HBS hypothesized that an increase in the frequency of the quotas would provide more steady motivation for people, giving them a chance to start each day fresh rather than despairing later in the month if they weren’t on track to hit their quota. But they were also aware that a daily quota could increase stress among the sales force and sabotage their performance (you may feel your heart rate increasing right now just thinking about it). Additionally, they considered that, in an effort to meet their daily quota no matter what, people might oversell customers on things they didn’t really need and increase the rate of product returns at the company.
HBS was correct in that overall, daily quotas did lead to a slight increase in sales, especially for the bottom quartile of performers at the company, who managed a substantial 12% boost in productivity. And contrary to their prediction, salespeople -- both high and low-performers -- did not oversell customers on things they didn’t need -- rather, they sold more small-ticket items once they shifted to a daily, not monthly, sales mindset. This actually led to a decrease in product returns. The drawback was that without an eye toward selling big-ticket items, people sold less overall and hurt the retailer’s profitability.
HBS concluded that companies should consider numerous variables when integrating quotas into their compensation systems.

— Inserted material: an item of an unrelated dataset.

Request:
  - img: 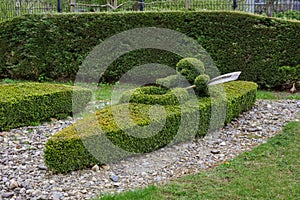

Not only are there unintended consequences, as the researchers found, but their study only included goods with short sales cycles. Products with much longer sales cycles, they noted, might yield entirely different results under the same circumstances. For sales managers, this study shows that quota systems are at least partially a question of quantity over quality of sales. More frequent quotas, more sales, lower profits. Less frequent quotas, fewer sales, higher profits.
Interestingly, the research report concludes with this: “Finally, the venue was in Sweden, a country well known for its high tax rate and generous social security programs. Accordingly, fairness and a sense of community in that society is a prominent social norm. One could speculate that our findings and the size of the effect would be more concrete in societies in which individualism is more the social norm.”
If nothing else, this study proves that compensation plans have a huge effect on sales rep’s behavior. Therefore, incentivizing behavior you want while disincentivizing behavior you don’t, should be at the top of management's mind when designing the comp plan. And if you believe you can just whip up any old comp plan in an hour willy-nilly, you might want to think twice.